On Jun 22, 2020, at 23:21, Nils Breunese wrote:
> Jason Liu wrote:
>
>> Would it be possible to sort of split the difference? i.e. not _just_ have
>> one single perl5 port and get rid of all the individual point releases, but
>> rather to add perl5 as a sort of "metapackage" that is essentially the same
>> as perl5.30. I guess metapackage isn't the right word, either. In reality
>> more like, it's the same package as perl5.30, but simply with a more generic
>> name that maps to whatever specific release has been blessed as the MacPorts
>> default perl.
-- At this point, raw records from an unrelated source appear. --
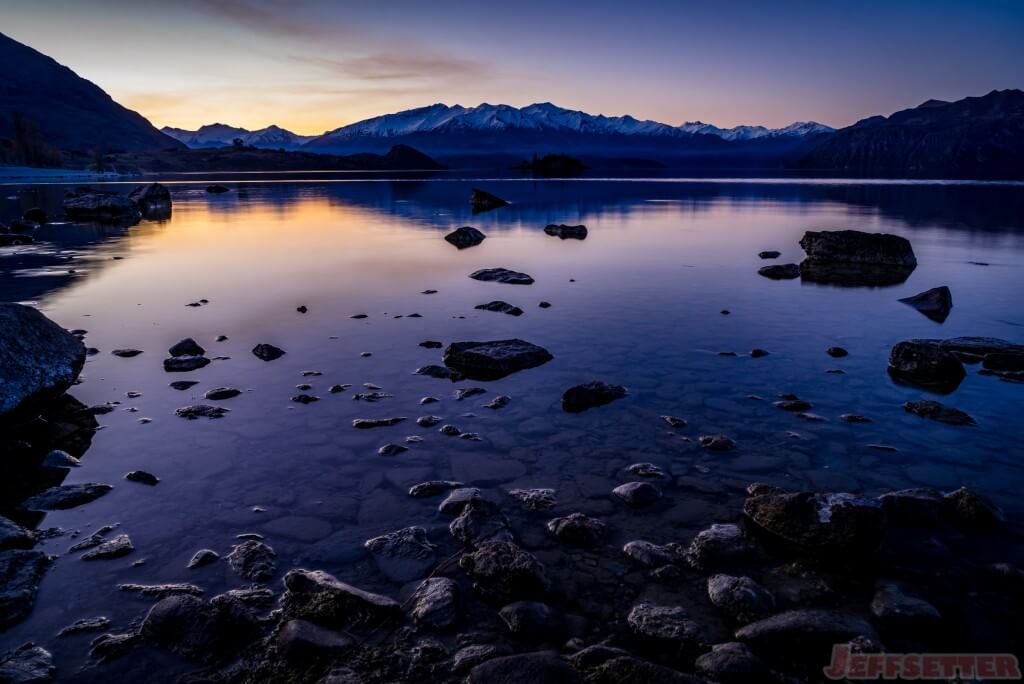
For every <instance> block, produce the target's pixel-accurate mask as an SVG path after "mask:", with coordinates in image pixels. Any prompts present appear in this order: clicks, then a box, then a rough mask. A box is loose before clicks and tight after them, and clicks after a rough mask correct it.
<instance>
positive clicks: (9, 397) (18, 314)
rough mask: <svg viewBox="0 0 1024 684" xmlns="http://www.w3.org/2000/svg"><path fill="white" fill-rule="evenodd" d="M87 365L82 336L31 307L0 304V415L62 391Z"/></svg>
mask: <svg viewBox="0 0 1024 684" xmlns="http://www.w3.org/2000/svg"><path fill="white" fill-rule="evenodd" d="M84 364H85V345H84V344H83V343H82V341H81V340H80V339H78V338H77V337H75V336H74V335H72V334H71V333H69V332H68V331H66V330H65V329H63V328H61V327H60V326H58V325H56V324H55V323H53V322H52V320H50V319H49V318H47V317H46V316H45V315H43V314H42V313H40V312H39V311H38V310H36V309H34V308H32V307H31V306H24V305H22V304H0V417H3V416H5V415H7V414H10V413H11V412H13V411H15V410H16V409H18V408H19V407H23V405H25V408H26V409H27V410H28V409H30V408H31V404H35V403H38V402H39V401H42V400H45V399H47V398H52V397H54V396H57V395H59V394H62V393H63V392H65V391H67V390H68V388H69V387H71V386H72V384H74V383H75V381H76V380H77V379H78V376H79V373H81V371H82V366H83V365H84Z"/></svg>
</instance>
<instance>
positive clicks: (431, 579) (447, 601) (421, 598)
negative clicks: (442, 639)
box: [409, 578, 459, 629]
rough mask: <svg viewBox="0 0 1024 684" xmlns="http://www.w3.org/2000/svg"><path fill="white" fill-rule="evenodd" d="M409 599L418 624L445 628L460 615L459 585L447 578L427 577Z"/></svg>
mask: <svg viewBox="0 0 1024 684" xmlns="http://www.w3.org/2000/svg"><path fill="white" fill-rule="evenodd" d="M409 601H410V603H411V604H412V608H410V611H409V614H410V615H411V616H412V617H413V619H415V621H416V623H417V625H424V626H426V627H431V628H434V629H443V628H445V627H451V626H452V625H453V624H454V623H455V622H456V619H458V617H459V585H457V584H456V583H455V582H453V581H452V580H450V579H447V578H427V579H426V580H424V581H423V582H421V583H420V586H419V587H417V588H416V592H415V593H414V594H413V596H412V597H411V598H410V599H409Z"/></svg>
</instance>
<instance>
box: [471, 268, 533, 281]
mask: <svg viewBox="0 0 1024 684" xmlns="http://www.w3.org/2000/svg"><path fill="white" fill-rule="evenodd" d="M469 276H470V277H471V279H473V280H474V281H482V282H484V283H504V284H506V285H532V284H534V279H532V277H531V276H530V275H527V274H526V273H520V272H519V271H517V270H509V269H508V268H481V269H480V270H474V271H473V272H472V273H470V274H469Z"/></svg>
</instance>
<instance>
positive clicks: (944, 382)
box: [889, 340, 967, 392]
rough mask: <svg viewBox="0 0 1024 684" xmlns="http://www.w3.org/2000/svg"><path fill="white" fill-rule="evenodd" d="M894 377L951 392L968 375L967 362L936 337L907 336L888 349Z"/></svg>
mask: <svg viewBox="0 0 1024 684" xmlns="http://www.w3.org/2000/svg"><path fill="white" fill-rule="evenodd" d="M889 375H891V376H892V377H893V378H894V379H895V380H898V381H900V382H905V383H907V384H910V385H915V386H919V387H924V388H926V389H931V390H933V391H938V392H951V391H952V390H954V389H956V387H957V386H959V383H961V381H962V380H964V378H965V377H966V376H967V372H966V371H965V370H964V365H963V364H962V362H961V360H959V359H958V358H956V356H955V355H953V353H952V352H950V351H947V350H945V349H943V348H942V346H941V345H940V343H939V342H938V341H937V340H904V341H903V342H898V343H897V344H896V345H895V346H894V347H893V348H892V349H891V350H890V352H889Z"/></svg>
So, these ports would all exist:
>>
>> • perl5 <= the "metapackage", and is actually the same port as
>> perl5.30, perl5.32, or whatever is deemed to be the current MacPorts default
>> perl.
>> • perl5.30
>> • perl5.28
>> • perl5.26
>> • ...
>> So if a particular port is okay with blindly using a version of perl that
>> tracks with the latest MacPorts default perl, they can use perl5. If a port
>> breaks when the MacPorts default perl gets changed, then the port could
>> still revert back to specifying a specific version of perl, by simply
>> changing the perl5 to perl5.28.
>
> There already is a perl5 wrapper port:
> https://ports.macports.org/port/perl5/summary
>
> Its version is currently 5.26.1 and it has perl5_26, perl5_28 and perl5_30
> variants.
Yes, but that's for users to use. It's not for ports to declare a dependency
on, unless they don't need any perl modules.
The perl5 port is also unique and not a pattern we want other ports to follow.
Other ports (python, php, etc.) instead use the "select" mechanism, which again
is for a user's convenience and is not for other ports to rely upon.